View the repo on GitHub →

What's in it

templates/ — Drop-in starter files for a new project: lora_config.yaml, prepare_data.py, test_model.py.
examples/ — End-to-end worked examples (e.g., SEO meta description generator) showing the dataset shape and full workflow.
docs/ — Reference guides on dataset design, deployment to Ollama/GGUF, and what to do when training looks weird.

The five-step workflow

Every project follows the same pattern, which is most of what the kit encodes:

Define the behavior — Write a two-sentence before/after spec. If you can't, you're not ready to build the dataset.
Build the dataset — 30 examples gets you a clear pattern, 100–300 gets real generalization. Quality over quantity. One bad example pollutes training.
Baseline test — Run the base model on your test prompts before training. Skipping this is the #1 beginner mistake.
Train — mlx_lm.lora --config lora_config.yaml. Watch train and val loss; if val starts climbing while train falls, you're overfitting.
Evaluate — Compare side-by-side on prompts the model hasn't seen. Loss numbers help, but the real test is "do the outputs look like what I wanted?"

Quick start

git clone https://github.com/collindjohnson/mlx-finetune-kit
mkdir -p ~/AI/finetuning/my-new-project && cd ~/AI/finetuning/my-new-project
cp ../path/to/mlx-finetune-kit/templates/* .

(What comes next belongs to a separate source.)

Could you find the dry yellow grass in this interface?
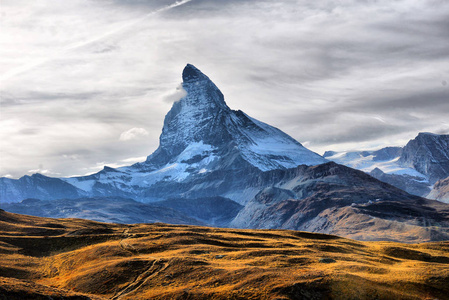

python3 -m venv .venv && source .venv/bin/activate
pip install --upgrade pip && pip install mlx-lm huggingface_hub

# Edit prepare_data.py with your dataset, then:
python prepare_data.py        # Build train/valid splits
python test_model.py --base   # Baseline outputs (don't skip)
mlx_lm.lora --config lora_config.yaml   # Train (5–15 min)
python test_model.py --tuned  # See if it worked

When not to fine-tune

Honest reminder: most "I want a custom AI" use cases are better served by better prompting, RAG, or few-shot examples in the prompt. Fine-tune when you need a consistent output format prompting can't reliably produce, you're running cheaply at scale, you need offline/private operation, or you want a small specialized model that beats a big general one on a narrow task.